И я вошел. И двери затворил.

Марк Богославский

Однажды Юлий Даниэль определил поэзию Богославского цитатой из Максимилиана Волошина: «почетней… при жизни быть не книгой, а тетрадкой».

Он сократил строчки Волошина: «Почетно быть твердимым наизусть / и списываться тайно и украдкой, при жизни быть не книгой, а тетрадкой…»

Думаю, Даниэль не решился процитировать это полностью в письме, отправленном из лагеря жене и сыну. Он, осужденный вместе с Синявским за художественные произведения, напечатанные за границей, сам переписывался «тайно и украдкой», и, может быть, побоялся, что полная цитата может быть воспринята лагерными цензорами, как непреднамеренный донос на Богославского, а это грозит обвинением «в распространении». Был 1965 год.

Стихи Богославского тогда существовали лишь в рукописных тетрадках. Они не могли быть изданы ни тогда, ни раньше, когда молодой поэт, вернувшийся с войны фронтовик, был замечен и выделен Ильей Эренбургом. Его высоко оценили Антокольский и Сельвинский. В отличие от поэм и лирики этих признанных мастеров и лауреатов, стихи Богославского тогда печатать было нельзя. Никто не мог внятно объяснить, почему. Никакой «крамолы» в них не содержалось, но они были не ко времени. Время потом менялось не раз. Интерес к поэзии то поднимался до истерики, то падал, то травили Пастернака, то стали печатать и прославлять Мандельштама и Цветаеву, упекли в лагеря Юлия Даниэля, а потом издали его стихи и письма из лагеря, из этого издания я и взял цитату. Во все времена были люди, увлеченные стихами Богославского (например, написавший о нем Борис Чичибабин), и всегда для широкого признания было не время. Оно изменилось, а Богославский не изменился, остался тем же, и в последней своей книге поместил новые стихи рядом со старыми, не ставя дат.

В чем же суть этой неизменной несвоевременности? Время сегодня такое, что привычные простые ответы на такие вопросы мало что дают нам. Даниэль в лагере предложил: «Бескомпромиссность», и тогда этого было достаточно. Сегодня же приходится все усложнять.

Время и поэт осознаются нами, то есть существуют в нашем духовном мире, как выражаются математики, в континууме действительных и мнимых величин. Мы живем в каких-то координатах, и мы, как, опять же, выражаются математики, величины комплексные, то есть, состоящие из действительного и мнимого. Слишком многое из того, что совсем недавно полагалось действительным, оказалось мнимым.

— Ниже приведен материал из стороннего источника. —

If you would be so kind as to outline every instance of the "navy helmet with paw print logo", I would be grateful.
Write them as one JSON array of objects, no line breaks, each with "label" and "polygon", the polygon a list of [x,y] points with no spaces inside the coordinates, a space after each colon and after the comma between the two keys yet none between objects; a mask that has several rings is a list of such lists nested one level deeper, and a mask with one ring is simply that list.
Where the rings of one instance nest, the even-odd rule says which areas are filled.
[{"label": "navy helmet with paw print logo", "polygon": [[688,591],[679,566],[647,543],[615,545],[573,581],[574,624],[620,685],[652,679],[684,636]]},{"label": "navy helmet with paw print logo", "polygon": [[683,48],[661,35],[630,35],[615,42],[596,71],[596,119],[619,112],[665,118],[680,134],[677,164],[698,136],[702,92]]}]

Как отличить одно от другого?

К примеру, Лермонтов дал образ поэта, вошедший в русскую культуру, как величина действительная: независимо от времени и погоды одинокий парус просит бурю. Это стало штампом, а штамп – величина мнимая. Истина привязана ко времени? Кто-то скажет: «Разумеется, и иначе быть не может», но тогда как может существовать поэзия и чем она отличается от журналистики? Или Лермонтов, как любой другой в поэзии, говорит лишь за себя и не отвечает за эпигонов?.. Вопросов много.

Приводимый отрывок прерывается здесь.